New investors flocked to the equity market but via the mutual fund route this year, according to data representing 91 per cent of the mutual fund industry released by Computer Age Management Services (CAMS), a customer service provider for the industry. Both the number of new investors and the amounts they invested in equity schemes rose manifold in 2014.

New investors poured ₹32,900 crore into equity-oriented funds in the first 11 months of 2014. That was a third of all new flows that funds attracted (₹99,300 crore). Last year, new investments totalled ₹9,500 crore. In 2013, fund investors making top-up requests accounted for three-fourths of new purchases.

Assets treble “Assets grew three-fold for many advisors and their client-base deepened,” says Ramesh Bhat, Founder of IFA Galaxy, a body of mutual fund distributors. Top mutual funds gave returns of 70-100 per cent this year with the equity category averaging 50 per cent. High net worth investors — those who invest more than ₹5 lakh in any scheme — were the most active. They pumped ₹43,000 crore into equity funds until November, over thrice the ₹13,900 crore they invested in 2013. Other retail investors invested ₹26,800 crore compared with ₹18,000 crore in 2013.

City-wise, the fund flow came mostly from the top metros. The lion’s share came from Mumbai, which accounted for 41.5 per cent of the invested funds this year; this was up from 38.5 per cent in early 2014. The contribution of New Delhi, in the second position, rose to 12 per cent by November from 9.7 per cent in January. Vadodara and Rajkot saw new transaction volumes treble between January and November.

Investors also seemed to have become cautious, with a marked increase in investors opting for systematic investment plans (SIPs) rather than putting in lumpsums. New SIP registrations doubled to 23.5 lakh by end November from 10.9 lakh in 2013.

The sums committed also rose as the year progressed. The ticket size of the monthly SIPs increased 11 per cent to ₹3,518 in November from ₹3,149 in January.

Lumpsum investments, on the other hand, were erratic and peaked in June. SIPs rose through the year, and the aggregate amount committed to SIPs in all equity funds rose 35 per cent to ₹1,30,000 crore in November. “Investors both at T15 (top 15 cities) and B15 (beyond the top 15 cities) are taking up SIPs strongly to benefit from investments via mutual funds,” notes NK Prasad, President and CEO of CAMS.

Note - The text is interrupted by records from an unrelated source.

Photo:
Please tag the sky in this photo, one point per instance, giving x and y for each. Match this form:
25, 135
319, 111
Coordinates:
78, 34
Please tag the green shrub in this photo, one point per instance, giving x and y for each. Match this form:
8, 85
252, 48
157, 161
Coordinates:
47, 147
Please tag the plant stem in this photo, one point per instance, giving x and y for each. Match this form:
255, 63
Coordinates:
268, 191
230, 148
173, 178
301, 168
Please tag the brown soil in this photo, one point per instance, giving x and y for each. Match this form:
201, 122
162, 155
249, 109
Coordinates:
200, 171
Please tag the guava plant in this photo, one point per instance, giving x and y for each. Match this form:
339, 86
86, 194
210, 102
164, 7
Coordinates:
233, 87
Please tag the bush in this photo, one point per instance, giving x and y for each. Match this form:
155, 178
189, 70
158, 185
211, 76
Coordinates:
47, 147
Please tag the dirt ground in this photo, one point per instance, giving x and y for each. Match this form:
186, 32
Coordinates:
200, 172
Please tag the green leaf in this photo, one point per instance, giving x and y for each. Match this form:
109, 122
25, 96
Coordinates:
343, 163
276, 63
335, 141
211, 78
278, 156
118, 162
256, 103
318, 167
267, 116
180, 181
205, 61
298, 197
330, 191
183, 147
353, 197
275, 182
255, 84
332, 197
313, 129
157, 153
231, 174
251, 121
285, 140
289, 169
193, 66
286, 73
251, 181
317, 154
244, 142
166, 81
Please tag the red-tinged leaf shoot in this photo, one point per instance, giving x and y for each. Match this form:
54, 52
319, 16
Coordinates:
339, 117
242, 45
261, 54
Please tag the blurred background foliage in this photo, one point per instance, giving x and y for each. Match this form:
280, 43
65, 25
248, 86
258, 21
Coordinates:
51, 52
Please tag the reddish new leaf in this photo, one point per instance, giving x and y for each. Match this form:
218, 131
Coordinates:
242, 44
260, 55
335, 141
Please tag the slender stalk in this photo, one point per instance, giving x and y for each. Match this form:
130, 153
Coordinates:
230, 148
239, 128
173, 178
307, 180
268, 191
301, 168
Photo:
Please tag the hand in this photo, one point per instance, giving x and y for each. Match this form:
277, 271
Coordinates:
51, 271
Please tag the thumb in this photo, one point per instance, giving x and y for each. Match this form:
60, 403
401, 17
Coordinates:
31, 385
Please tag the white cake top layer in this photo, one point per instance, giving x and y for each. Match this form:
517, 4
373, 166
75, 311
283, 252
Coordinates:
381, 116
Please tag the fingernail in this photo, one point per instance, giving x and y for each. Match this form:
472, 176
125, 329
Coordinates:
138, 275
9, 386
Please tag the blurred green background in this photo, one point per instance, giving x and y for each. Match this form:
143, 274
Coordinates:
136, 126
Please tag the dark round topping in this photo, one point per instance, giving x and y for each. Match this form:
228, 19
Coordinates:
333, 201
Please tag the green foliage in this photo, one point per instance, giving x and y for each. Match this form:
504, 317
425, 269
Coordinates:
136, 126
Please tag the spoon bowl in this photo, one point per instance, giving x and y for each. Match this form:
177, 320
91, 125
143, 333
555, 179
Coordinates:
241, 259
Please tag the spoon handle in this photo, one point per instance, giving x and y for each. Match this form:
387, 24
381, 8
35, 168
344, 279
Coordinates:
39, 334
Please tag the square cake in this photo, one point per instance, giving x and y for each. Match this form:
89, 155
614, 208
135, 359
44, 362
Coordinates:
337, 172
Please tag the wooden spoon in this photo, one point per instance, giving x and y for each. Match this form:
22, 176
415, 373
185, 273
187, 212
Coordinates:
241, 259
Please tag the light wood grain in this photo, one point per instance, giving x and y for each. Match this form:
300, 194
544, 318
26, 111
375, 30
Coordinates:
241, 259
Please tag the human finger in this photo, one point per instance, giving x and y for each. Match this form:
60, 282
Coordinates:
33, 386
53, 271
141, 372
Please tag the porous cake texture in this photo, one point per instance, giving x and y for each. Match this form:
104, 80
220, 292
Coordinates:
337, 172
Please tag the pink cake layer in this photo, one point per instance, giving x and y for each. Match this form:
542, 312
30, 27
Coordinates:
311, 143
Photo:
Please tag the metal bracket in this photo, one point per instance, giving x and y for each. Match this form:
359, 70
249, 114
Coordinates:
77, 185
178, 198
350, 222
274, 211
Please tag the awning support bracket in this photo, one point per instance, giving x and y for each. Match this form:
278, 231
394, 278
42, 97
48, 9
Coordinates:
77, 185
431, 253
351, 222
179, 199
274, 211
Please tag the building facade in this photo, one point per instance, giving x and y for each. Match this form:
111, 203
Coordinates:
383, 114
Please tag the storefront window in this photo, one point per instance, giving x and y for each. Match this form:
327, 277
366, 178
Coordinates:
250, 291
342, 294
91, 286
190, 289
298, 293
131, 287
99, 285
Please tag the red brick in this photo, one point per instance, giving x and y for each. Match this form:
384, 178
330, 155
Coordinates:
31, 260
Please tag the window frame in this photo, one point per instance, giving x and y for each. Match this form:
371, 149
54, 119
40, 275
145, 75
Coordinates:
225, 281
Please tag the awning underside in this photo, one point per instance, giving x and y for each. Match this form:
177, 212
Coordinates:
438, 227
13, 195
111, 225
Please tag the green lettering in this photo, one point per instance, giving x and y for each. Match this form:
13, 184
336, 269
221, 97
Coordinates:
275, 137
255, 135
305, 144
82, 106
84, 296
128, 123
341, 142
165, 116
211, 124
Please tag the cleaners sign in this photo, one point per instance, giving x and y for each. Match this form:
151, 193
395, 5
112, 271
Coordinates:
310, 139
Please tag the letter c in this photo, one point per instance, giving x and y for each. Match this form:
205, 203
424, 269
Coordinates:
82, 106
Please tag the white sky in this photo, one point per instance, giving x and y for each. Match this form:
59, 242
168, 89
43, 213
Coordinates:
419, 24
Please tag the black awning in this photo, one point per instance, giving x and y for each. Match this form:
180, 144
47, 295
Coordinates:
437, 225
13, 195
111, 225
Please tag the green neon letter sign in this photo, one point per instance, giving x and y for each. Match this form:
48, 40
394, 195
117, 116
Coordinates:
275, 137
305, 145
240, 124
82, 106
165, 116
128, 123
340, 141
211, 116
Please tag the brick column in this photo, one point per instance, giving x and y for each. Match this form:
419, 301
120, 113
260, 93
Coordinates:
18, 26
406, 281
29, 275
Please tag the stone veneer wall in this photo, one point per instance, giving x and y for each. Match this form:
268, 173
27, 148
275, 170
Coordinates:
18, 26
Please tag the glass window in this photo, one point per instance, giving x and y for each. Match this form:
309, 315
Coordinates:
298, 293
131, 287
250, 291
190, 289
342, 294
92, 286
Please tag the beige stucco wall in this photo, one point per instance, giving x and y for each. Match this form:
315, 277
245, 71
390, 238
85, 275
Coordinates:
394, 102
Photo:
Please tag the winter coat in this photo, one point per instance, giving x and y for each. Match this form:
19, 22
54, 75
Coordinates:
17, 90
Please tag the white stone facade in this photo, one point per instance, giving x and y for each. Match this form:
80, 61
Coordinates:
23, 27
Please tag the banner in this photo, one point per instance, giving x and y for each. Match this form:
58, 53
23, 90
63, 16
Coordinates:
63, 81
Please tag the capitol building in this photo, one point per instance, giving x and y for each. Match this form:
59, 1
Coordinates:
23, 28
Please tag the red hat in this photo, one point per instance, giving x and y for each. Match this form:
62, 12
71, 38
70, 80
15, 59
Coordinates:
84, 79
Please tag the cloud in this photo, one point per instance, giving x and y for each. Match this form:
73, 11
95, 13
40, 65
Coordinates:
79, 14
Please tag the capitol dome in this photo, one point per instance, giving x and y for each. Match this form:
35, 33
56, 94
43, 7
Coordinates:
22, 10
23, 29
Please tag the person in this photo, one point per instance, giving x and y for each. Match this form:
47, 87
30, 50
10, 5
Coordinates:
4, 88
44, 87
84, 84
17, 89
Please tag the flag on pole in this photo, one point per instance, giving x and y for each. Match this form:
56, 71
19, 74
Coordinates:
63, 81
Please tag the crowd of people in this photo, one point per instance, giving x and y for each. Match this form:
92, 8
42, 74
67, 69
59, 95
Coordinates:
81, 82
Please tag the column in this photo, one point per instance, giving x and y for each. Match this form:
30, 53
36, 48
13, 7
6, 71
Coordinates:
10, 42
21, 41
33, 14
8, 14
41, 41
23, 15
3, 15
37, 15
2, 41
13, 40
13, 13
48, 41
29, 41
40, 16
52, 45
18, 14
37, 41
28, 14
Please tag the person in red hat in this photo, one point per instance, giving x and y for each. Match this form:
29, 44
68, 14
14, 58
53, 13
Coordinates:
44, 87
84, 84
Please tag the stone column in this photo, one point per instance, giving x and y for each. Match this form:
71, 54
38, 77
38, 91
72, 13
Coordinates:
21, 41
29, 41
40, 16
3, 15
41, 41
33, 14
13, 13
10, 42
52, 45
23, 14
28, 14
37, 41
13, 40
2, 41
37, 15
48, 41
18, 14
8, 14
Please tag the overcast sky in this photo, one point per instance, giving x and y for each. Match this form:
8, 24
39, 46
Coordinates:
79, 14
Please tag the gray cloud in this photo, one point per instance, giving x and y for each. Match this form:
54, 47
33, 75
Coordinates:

Gathering steam “We saw a lot of young investors who came in with their selection of diversified funds to start monthly SIPs,” says IFA Galaxy’s Bhat. He says the good returns seen since the start of the year stoked their interest. And even as the market dipped, investors saw this as a buying opportunity.

According to data, investing momentum gathered steam in the second half, suggesting that investors turned more bullish post-elections. Over 56 per cent of retail and HNI flows for 2014 came in the five months from July to November.